I had the same idea earlier, but i dropped it because my intuition was, that three quadratic equations are worse than three linear and one quadratic equation :-)

Since you brought this approach up again, i tried it now, but sympy does not seem to find a solution.

You can check out my code here: http://pastebin.com/famnqkLC

You wrote you expected sympy to find a solution for numeric coefficients, but i need a symbolic solution because i want to proceed further (by differentiating with respect so some of the parameters for optimization), and don't want a sympy.solve step in each optimization step.

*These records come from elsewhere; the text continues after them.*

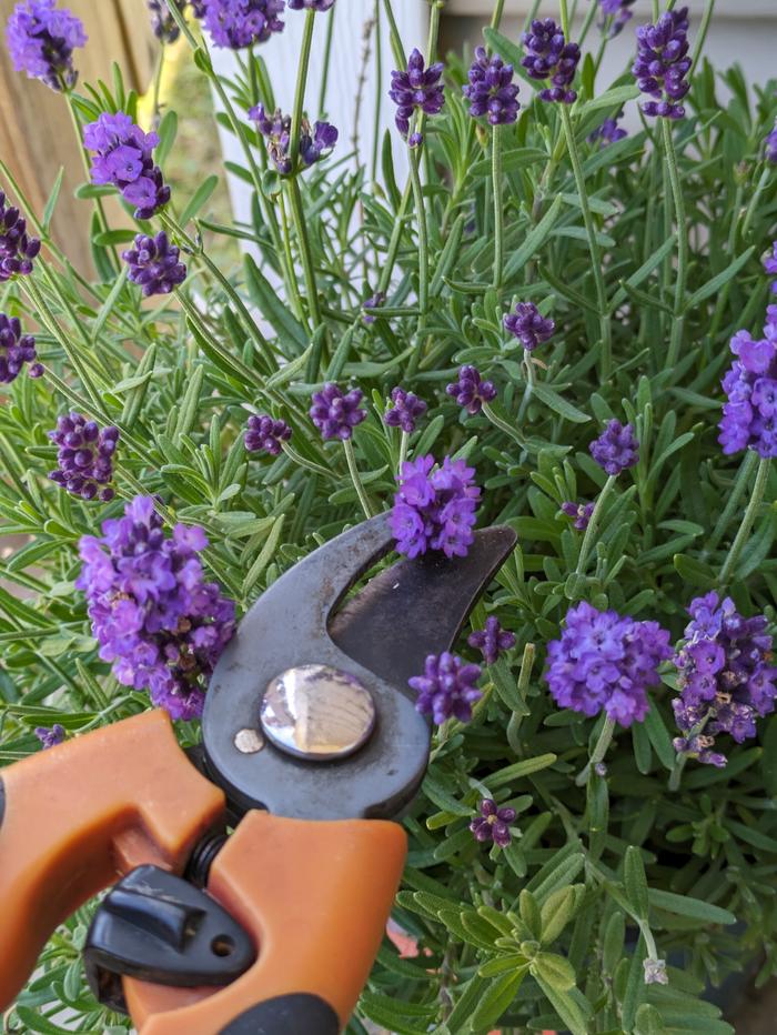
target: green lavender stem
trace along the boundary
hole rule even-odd
[[[504,209],[502,207],[502,127],[495,125],[491,144],[491,174],[494,184],[494,290],[502,288],[504,272]]]
[[[739,560],[739,554],[744,550],[750,535],[750,530],[753,529],[753,524],[758,514],[760,504],[764,501],[764,493],[766,492],[766,483],[769,480],[770,466],[771,460],[768,458],[761,459],[758,463],[758,473],[756,474],[756,483],[753,486],[750,502],[747,504],[747,510],[745,511],[745,515],[741,519],[739,531],[737,532],[736,539],[731,543],[731,549],[728,551],[728,556],[726,557],[724,565],[720,569],[720,577],[718,582],[722,586],[725,586],[729,583],[736,563]]]
[[[359,474],[359,468],[356,465],[356,455],[353,451],[353,442],[351,441],[351,439],[343,440],[343,449],[345,450],[345,460],[349,465],[349,473],[351,474],[351,481],[353,482],[353,488],[356,490],[359,502],[362,504],[364,516],[367,519],[374,518],[374,511],[370,503],[370,498],[364,491],[364,485],[362,484],[362,479]]]
[[[596,304],[599,311],[599,324],[602,329],[601,373],[602,380],[607,381],[609,379],[613,366],[613,333],[609,308],[607,305],[607,292],[604,283],[604,273],[602,271],[602,252],[599,250],[599,243],[596,240],[596,227],[594,225],[594,217],[592,215],[591,205],[588,204],[588,195],[585,189],[585,177],[583,175],[583,164],[581,163],[581,155],[579,151],[577,150],[575,132],[572,128],[569,109],[567,104],[559,104],[558,107],[561,108],[562,112],[562,124],[564,127],[564,134],[566,137],[569,160],[572,161],[572,171],[575,177],[577,194],[581,199],[585,233],[588,238],[588,250],[591,252],[594,283],[596,285]]]
[[[584,575],[585,569],[588,562],[588,554],[591,553],[591,547],[596,542],[596,534],[599,530],[599,523],[602,522],[602,514],[604,513],[604,504],[607,500],[607,496],[613,491],[613,486],[617,481],[617,474],[610,474],[607,481],[604,483],[604,488],[596,500],[596,505],[594,506],[594,512],[591,515],[591,521],[588,522],[588,527],[585,530],[585,535],[583,536],[583,542],[581,544],[581,553],[577,557],[577,567],[575,569],[576,575]]]
[[[613,741],[614,733],[615,720],[609,717],[605,719],[604,726],[602,726],[602,733],[599,733],[599,738],[591,753],[591,758],[588,758],[588,764],[575,777],[575,783],[578,787],[582,787],[587,782],[592,768],[597,766],[599,762],[604,760],[604,756],[607,754],[607,750]]]
[[[685,315],[683,307],[685,304],[685,284],[688,274],[688,228],[685,215],[685,198],[683,195],[683,184],[680,183],[679,167],[677,164],[677,152],[675,151],[675,141],[672,135],[672,123],[669,119],[662,119],[662,133],[664,137],[664,154],[669,172],[669,183],[672,184],[672,198],[675,203],[675,222],[677,223],[677,278],[675,280],[675,305],[672,319],[672,336],[669,338],[669,351],[666,358],[668,370],[676,366],[679,359],[679,350],[683,343],[683,329],[685,325]]]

Any idea why my original approach "explodes" in regards of the resulting expressions?

[Oscar Benjamin]

On 14 June 2016 at 20:30, <janosc...@gmail.com> wrote:
> I had the same idea earlier, but i dropped it because my intuition was, that
> three quadratic equations are worse than three linear and one quadratic
> equation :-)
>
> Since you brought this approach up again, i tried it now, but sympy does not
> seem to find a solution.
>
> You can check out my code here: http://pastebin.com/famnqkLC
>
> You wrote you expected sympy to find a solution for numeric coefficients,
> but i need a symbolic solution because i want to proceed further (by
> differentiating with respect so some of the parameters for optimization),
> and don't want a sympy.solve step in each optimization step.

You should perhaps explain more clearly what you do want then. You
want <X> in terms of <Y> but what are X and Y?

> Any idea why my original approach "explodes" in regards of the resulting
> expressions?

Given your three linear equations you can solve them to get x, y, and
cosphi all in terms of sinphi. Then you have that cosphi is:

(-(Cux*Cvy - Cuy*Cvx)*(Awx*Cvz*sinphi - Awy*Cuz*sinphi + Cwz) +
(Cux*Cvz - Cuz*Cvx)*(Avx*Cvy*sinphi - Avy*Cuy*sinphi + Cwy) - (Cuy*Cvz
- Cuz*Cvy)*(Aux*Cvx*sinphi - Auy*Cux*sinphi + Cwx))/(Cux*Cvy*(Awx*Cuz
+ Awy*Cvz) - Cux*Cvz*(Avx*Cuy + Avy*Cvy) - Cuy*Cvx*(Awx*Cuz + Awy*Cvz)
+ Cuy*Cvz*(Aux*Cux + Auy*Cvx) + Cuz*Cvx*(Avx*Cuy + Avy*Cvy) -
Cuz*Cvy*(Aux*Cux + Auy*Cvx))

Which you can substitute for cosphi in cosphi**2+sinphi**2-1 to get a
quadratic in only sinphi.

The explosion comes from expanding the cosphi expression (and then
squaring!). You have 12 different symbols (excluding sinphi) and all
the cross-multiplications gives a combinatoric explosion of terms that
aren't easy to factor.

I guess what you want to do is rearrange the cosphi expression into
the form a*sinphi + b but without expanding a and b.

--
Oscar

[janosc...@gmail.com]

Sorry if i am being imprecise, but actually i cant describe it better than in my opening post. I want X, Y and Phi in terms of everything else.

Maybe i was wrong in assuming that i could simply pass sympy the system of equations and it would deliver the solutions in a form that i could then use for further processing (auto diff), but the intermediate expression you give for cosphi indicates that there is a much more compact representation of the solution in matrix notations. I understand that sympy only got some (non-matrix) equations, and therefore couldn't introduce matrix operations by itself.

But maybe there is some approach i am missing, which would help sympy to use matrix operations in the solution?